Sous cette approche partagée à travers Facilit’Art, approche qui a fait ses preuves à TIPA avant que l’ONG décide de la partager avec d’autres personnes engagées dans le travail avec les enfants, les activités artistiques sont le sommet de l’iceberg ; le moyen utilisé pour travailler en profondeur avec l’enfant et son environnement immédiat. En engageant la participation d’un enfant à une activité artistique dans laquelle chaque étape a une valeur pédagogique, l’objectif à atteindre est, non pas d’amener l’enfant à faire un beau dessin (le résultat), mais de lui permettre de s’exprimer à travers l’Art et à se développer sur le plan social et cognitif (le processus).
« Ceci implique la manière d’aborder avec l’enfant l’activité en question, de l’engager dans les différentes étapes et d’encourager sa participation active, et va jusqu’à une évaluation de l’activité par l’éducateur en vue de l’amélioration de sa pratique pédagogique, et même une auto-évaluation de l’enfant qui identifie lui-même les manières de progresser dans l’activité. En plus d’aider l’enfant à acquérir des compétences de vie essentielles à son développement, la pédagogie interactive implique, pour l’éducateur, surtout de comprendre comment les axes enfant – environnement – éducateur sont liés et s’influencent, afin d’orienter sa pratique professionnelle pour impacter positivement l’enfant et l’accompagner au mieux dans son apprentissage. »
Le feedback des participants 2018
Par rapport à la session de l’an dernier, les participants 2018 ont souligné que les nouvelles techniques artistiques apprises les ont non-seulement inspiré à planifier des activités adaptées aux enfants avec lesquels ils travaillent mais que les sessions sur la connaissance de soi et la communication les ont aidés sur le plan personnel. Ils ont aussi remarqué que les réflexions collectives et individuelles les ont amenés à identifier les forces et faiblesses de leurs approches.
A propos de l’édition 2019
Si la formation s’est tenue l’an dernier sur 23 jours, l’édition 2019 comprend des ateliers de 29 jours étalés entre les mois de mars et octobre. Les sessions additionnelles de cette année incluent des présentations d’activités artistiques planifiées par les éducateurs en vue des visites de terrain.

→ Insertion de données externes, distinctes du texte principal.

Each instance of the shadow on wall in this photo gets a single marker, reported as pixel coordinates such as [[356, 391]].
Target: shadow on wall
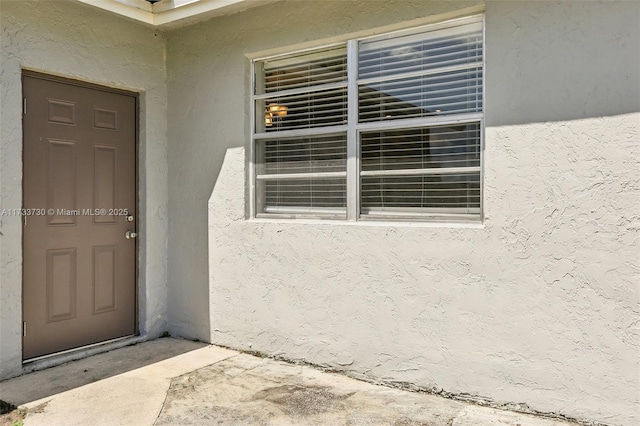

Les sessions prévues les semaines et mois à venir seront centrées sur la collaboration entre les éducateurs et les parents ainsi que le soutien aux participants pour le développement d’activités cadrant avec leurs organisations et leurs services et objectifs respectifs. Ces sessions sur les parents verront la participation d’intervenants externes, notamment celle du consultant Bernard d’Argent qui interviendra sur le rôle des parents, la psychosociologue Mélanie Vigier de Latour – Bérenger qui interviendra sur les enjeux de la communication ou le Meta coach Bruneau Woomed qui évoquera la culture et l’importance de la notion de feedback.
Les thèmes abordés : la pédagogie interactive, l’exploration de techniques artistiques, le développement personnel et la remise en question des pratiques professionnelles actuelles, l’élaboration d’outils d’évaluation (pour l’évaluation des activités et l’auto-évaluation de l’enfant), le positionnement de l’éducateur (son rôle et ses responsabilités dans l’accompagnement de l’enfant), les outils de communication pour favoriser la collaboration et donner de la valeur à l’enfant, la mise en place d’une exposition, l’encouragement de la participation des enfants et de leurs parents.